What is coronary artery disease (CAD)?

Coronary artery disease (CAD) is a condition whereby the blood vessels supplying the heart, known as the coronary arteries, become narrowed or blocked by the build-up of fatty plaques.

These fatty plaques prevent the delivery of oxygen and nutrients to the heart muscle, which can damage heart tissue. When blood flow to regions of heart tissue becomes temporarily reduced, this can cause chest pain – a condition known as angina.

Fatty plaques inside coronary arteries can also suddenly rupture and form a blood clot. This cuts off blood flow to a region of heart tissue, causing it to be starved of oxygen. This is what happens in a heart attack (myocardial infarction).

Coronary artery disease (CAD) greatly increases the risk of having a heart attack, and CAD (also known as coronary heart disease (CHD) or ischaemic heart disease (IHD)) is thought to be responsible for approximately 1 in 4 deaths in the USA each year.

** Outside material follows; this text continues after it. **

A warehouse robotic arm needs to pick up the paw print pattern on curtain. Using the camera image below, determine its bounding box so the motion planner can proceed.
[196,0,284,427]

Our lifestyle has a significant impact on our risk of CAD. Smoking, physical inactivity, alcohol use, and unhealthy diets that cause high blood levels of sugar (glucose) and lipids (fat and cholesterol), are all known to increase the risk of developing CAD.

By contrast, exercise, a healthy diet, giving up smoking, and reducing blood sugar and lipid levels can all help to prevent CAD.

KEY POINTS

  • Coronary artery disease (CAD) is a condition in which fatty plaques build up in the arteries supplying the heart.
  • This restricts blood flow to the heart tissue and increases the risk of having a heart attack.

What causes coronary artery disease (CAD)?

The underlying process in coronary artery disease (CAD) is atherosclerosis:- the build-up of fatty, cholesterol-rich plaques (known as atheromas) in the walls of arteries. In CAD, atheroma specifically builds up in the coronary arteries that supply the heart.

Atherosclerosis in more detail

Cholesterol is a fat-like substance used to make cell membranes, hormones, and signalling molecules. It gets transported in the bloodstream in specialised particles known as lipoprotein particles.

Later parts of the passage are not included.